Court grants defense’s request to search phone of key witness in Netanyahu trial

The judges in Prime Minister Netanyahu’s corruption trial on Wednesday accepted the defense’s request to carry out a search of the phone belonging to former Walla news CEO and key witness Ilan Yeshua in what could elongate proceedings significantly.

Defense attorneys had argued that they were not given the texts from all relevant conversations on Yeshua’s phone during an earlier search.

“There are grounds for the defense’s claim that the investigative materials it received were partial,” the Jerusalem District Court judges wrote in their decision. “There is no dispute that this state of affairs must be fixed as soon as possible.”

Yeshua is the first witness to give testimony in Netanyahu’s trial. He is a top witness in Case 4000, in which Netanyahu is alleged to have abused his powers when he served as both premier and communications minister from 2014 to 2017, in order to illicitly and lucratively affect the business interests of Bezeq telecom’s controlling shareholder, Shaul Elovitch.

Israeli businessman, Shaul Elovitch and his wife Iris (not seen) arrive at the Jerusalem District Court for a hearing in the case against Prime Minister Benjamin Netanyahu who is on trial on criminal allegations of bribery, fraud and breach of trust. May 4, 2021. (Yonatan Sindel/Flash90)

In exchange, Elovitch allegedly provided Netanyahu and his family with positive coverage on the Bezeq-owned Walla, including allowing the prime minister’s associates and family members to dictate policy on a regular basis.

As part of their Wednesday ruling, the judges authorized another search of Yeshua’s phone for any conservations with politicians, businessmen, and others concerning his involvement in news coverage at Walla. The searches are to be conducted based on relevant keywords, which can also be suggested by the defense.

The volume of material involved adds up to hundreds of thousands of messages, including e-mails and also some 150,000 texts sent via the Whatsapp messaging application, Channel 13 News reported.

Prosecutors have until June 27 to hand over the material.

The expanded search could set back the trial schedule as the cross-examination of Yeshua — already in its 22nd day and expected to take several more weeks — will require far more time to complete if new evidence is introduced, Hebrew media reported.

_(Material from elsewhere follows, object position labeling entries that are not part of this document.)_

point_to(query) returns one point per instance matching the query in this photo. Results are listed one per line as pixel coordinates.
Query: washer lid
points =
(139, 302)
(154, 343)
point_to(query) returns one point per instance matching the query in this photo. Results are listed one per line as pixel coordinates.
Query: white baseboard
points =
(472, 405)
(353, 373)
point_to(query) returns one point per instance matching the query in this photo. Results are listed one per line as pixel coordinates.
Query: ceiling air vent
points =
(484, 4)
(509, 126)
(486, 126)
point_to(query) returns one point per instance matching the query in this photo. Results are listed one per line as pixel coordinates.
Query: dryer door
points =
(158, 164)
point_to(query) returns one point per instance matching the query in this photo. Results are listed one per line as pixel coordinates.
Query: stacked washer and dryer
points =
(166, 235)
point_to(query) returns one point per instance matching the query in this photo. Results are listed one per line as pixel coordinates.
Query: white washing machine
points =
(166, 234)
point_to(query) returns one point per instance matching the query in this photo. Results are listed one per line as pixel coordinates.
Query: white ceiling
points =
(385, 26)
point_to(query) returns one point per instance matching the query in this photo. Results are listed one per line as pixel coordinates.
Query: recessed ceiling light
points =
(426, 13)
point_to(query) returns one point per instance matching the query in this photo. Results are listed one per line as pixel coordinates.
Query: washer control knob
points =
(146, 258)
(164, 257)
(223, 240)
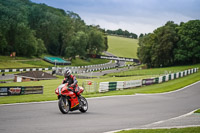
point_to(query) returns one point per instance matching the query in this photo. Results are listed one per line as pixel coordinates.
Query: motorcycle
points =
(70, 101)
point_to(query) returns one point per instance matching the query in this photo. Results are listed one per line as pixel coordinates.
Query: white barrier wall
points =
(132, 83)
(119, 85)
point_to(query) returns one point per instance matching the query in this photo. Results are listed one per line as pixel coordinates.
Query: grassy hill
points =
(123, 47)
(25, 62)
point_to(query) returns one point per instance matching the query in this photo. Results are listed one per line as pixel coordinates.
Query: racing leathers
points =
(71, 80)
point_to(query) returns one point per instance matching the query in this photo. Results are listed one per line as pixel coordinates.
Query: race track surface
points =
(104, 114)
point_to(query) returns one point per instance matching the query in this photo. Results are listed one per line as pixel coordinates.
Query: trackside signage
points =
(132, 83)
(148, 81)
(20, 90)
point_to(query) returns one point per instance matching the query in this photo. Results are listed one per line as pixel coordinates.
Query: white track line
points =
(148, 126)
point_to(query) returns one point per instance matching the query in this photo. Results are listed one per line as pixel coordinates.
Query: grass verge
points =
(50, 86)
(173, 130)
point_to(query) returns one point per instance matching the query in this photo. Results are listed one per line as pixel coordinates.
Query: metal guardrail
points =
(20, 90)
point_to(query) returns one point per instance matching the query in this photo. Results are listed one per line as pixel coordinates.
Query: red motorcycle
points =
(70, 101)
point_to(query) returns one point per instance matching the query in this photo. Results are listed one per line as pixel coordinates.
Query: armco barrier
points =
(20, 90)
(119, 85)
(132, 83)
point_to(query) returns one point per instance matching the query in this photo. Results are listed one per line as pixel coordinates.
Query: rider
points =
(71, 80)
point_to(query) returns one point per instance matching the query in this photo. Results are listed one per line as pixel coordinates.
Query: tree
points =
(96, 43)
(188, 48)
(156, 49)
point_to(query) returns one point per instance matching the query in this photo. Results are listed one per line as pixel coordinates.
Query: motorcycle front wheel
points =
(84, 105)
(64, 105)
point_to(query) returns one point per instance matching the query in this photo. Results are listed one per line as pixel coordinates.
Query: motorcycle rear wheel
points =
(64, 105)
(84, 104)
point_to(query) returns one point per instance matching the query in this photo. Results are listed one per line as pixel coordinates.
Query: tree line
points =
(123, 33)
(171, 44)
(31, 29)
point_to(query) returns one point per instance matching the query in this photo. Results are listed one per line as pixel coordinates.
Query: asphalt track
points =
(104, 114)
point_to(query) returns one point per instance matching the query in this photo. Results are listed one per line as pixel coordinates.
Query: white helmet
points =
(67, 73)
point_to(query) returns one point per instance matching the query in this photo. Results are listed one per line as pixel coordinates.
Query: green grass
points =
(198, 111)
(123, 47)
(173, 130)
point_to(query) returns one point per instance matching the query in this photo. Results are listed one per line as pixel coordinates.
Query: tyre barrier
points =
(120, 85)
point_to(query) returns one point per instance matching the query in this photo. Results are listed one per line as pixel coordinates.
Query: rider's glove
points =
(72, 85)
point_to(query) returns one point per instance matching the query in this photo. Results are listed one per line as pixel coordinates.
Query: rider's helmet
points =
(67, 73)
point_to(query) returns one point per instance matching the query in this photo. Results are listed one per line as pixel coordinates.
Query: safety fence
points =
(74, 69)
(120, 85)
(90, 86)
(20, 90)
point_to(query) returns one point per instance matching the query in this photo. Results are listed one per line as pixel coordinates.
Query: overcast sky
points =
(137, 16)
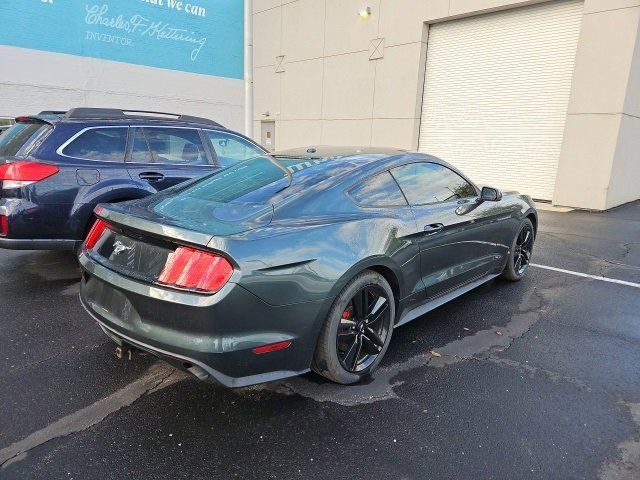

Prosecutors were considering filing an appeal against the decision as it instructs them to carry out the search, rather than police.

“We are aware that these are large quantities of material and that this directive casts a considerable burden on the State Prosecutor’s Office,” the judges wrote, lamenting that they did not see a way around heeding the defense’s request.

Prime Minister Benjamin Netanyahu seen as he arrives for a court hearing at the District Court in Jerusalem on April 5, 2021,(Oren Ben Hakoon/POOL)

State prosecutors had objected to providing the defense with all of Yeshua’s contacts, maintaining that the request amounted in a privacy violation. As a result, prosecutors and Yeshua himself will have the right to remove from the list any contacts they feel would harm his privacy if passed to the defense, Channel 12 News reported.

The defense has been trying to show that despite what Yeshua has been arguing, orders to give certain stories more or less visibility were commonplace not only when it came to Netanyahu but also to other politicians, businessmen and companies, and were sometimes unrelated to the Elovitches.

In his testimony, Yeshua has described how the prime minister’s son Yair and his wife, Sara, would interfere in the running of Walla.

Earlier this week, Yeshua testified during his cross-examination that Walla was ordered to take down a story about Sara Netanyahu pocketing cash redeemed from bottles that were bought with public funds and sent for recycling.

Netanyahu faces charges of bribery, fraud and breach of trust in the case, while Elovitch and his wife, Iris, have been charged with bribery. All three defendants deny wrongdoing.